2. Peraturan Pemerintah No. 24 tahun 1997
Kemudian, Peraturan Pemerintah No. 10 Tahun 1961 diubah dengan Peraturan Pemerintah No. 24 Tahun 1997 yang lebih memperkaya pasal 19 UUPA, yaitu :
1. Bahwa diterbitkan sertipikat hak atas tanah, maka kepada pemiliknya diberikan kepastian hukum dan perlindungan hukum.

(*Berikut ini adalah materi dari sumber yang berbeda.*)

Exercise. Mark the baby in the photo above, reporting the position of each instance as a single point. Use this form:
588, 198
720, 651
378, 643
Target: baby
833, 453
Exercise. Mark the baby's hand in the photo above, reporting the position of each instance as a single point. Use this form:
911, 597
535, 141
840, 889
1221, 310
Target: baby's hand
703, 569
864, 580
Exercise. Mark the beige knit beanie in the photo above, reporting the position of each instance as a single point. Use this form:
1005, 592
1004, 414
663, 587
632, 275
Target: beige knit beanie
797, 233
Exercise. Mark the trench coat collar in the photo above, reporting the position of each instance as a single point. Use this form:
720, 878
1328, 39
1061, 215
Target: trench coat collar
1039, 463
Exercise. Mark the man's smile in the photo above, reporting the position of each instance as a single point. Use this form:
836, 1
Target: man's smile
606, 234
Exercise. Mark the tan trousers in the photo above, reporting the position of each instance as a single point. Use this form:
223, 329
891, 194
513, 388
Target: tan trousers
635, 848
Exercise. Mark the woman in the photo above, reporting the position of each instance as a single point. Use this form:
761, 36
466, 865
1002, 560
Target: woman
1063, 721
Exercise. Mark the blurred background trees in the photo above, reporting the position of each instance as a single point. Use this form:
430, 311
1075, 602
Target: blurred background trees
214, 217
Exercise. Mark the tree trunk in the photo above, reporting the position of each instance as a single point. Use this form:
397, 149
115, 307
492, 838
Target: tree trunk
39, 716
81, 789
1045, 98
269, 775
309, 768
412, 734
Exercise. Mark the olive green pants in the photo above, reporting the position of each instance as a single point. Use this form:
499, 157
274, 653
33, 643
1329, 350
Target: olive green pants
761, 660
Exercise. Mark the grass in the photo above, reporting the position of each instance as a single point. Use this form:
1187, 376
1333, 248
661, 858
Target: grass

2. Di zaman informasi ini maka Kantor Pertanahan sebagai kantor di garis depan haruslah memelihara dengan baik setiap informasi yang diperlukan untuk sesuatu bidang tanah, baik untuk pemerintah sendiri sehingga dapat merencanakan pembangunan negara dan juga bagi masyarakat sendiri informasi itu penting untuk dapat memutuskan sesuatu yang diperlukan terkait tanah. Informasi tersebut bersifat terbuka untuk umum, artinya dapat diberian informasi apa saja yang diperlukan atas sebidang tanah / bangunan yang ada.
3. Untuk itu perlulah tertib administrasi pertanahan dijadikan suatu hal yang wajar.
Untuk selanjutnya Peraturan Pemerintah ini mulai berlaku efektif tanggal 8 Oktober 1997. Kedua peraturan ini adalah bentuk pelaksanaan dari pendaftaran tanah dalam rangka rechtskadaster yang bertujuan memberikan kepastian hukum dan perlindungan hukum kepada pemegang hak atas tanah, dengan alat bukti yang dihasilkan pada proses akhir pendaftaran tersebut berupa Buku Tanah dan Sertifikat Tanah yang terdiri dari salinan buku tanah dan surat ukur. Sertifikat hak atas tanah tersebut merupakan alat pembuktian yang kuat sebagaimana dinyatakan dalam pasal 19 ayat (1) huruf c, pasal 23 ayat (2), pasal 32 ayat (2), dan pasal 38 ayat (2) UUPA. Sertifikat hanya merupakan tanda bukti yang kuat dan bukan merupakan tanda bukti yang mutlak.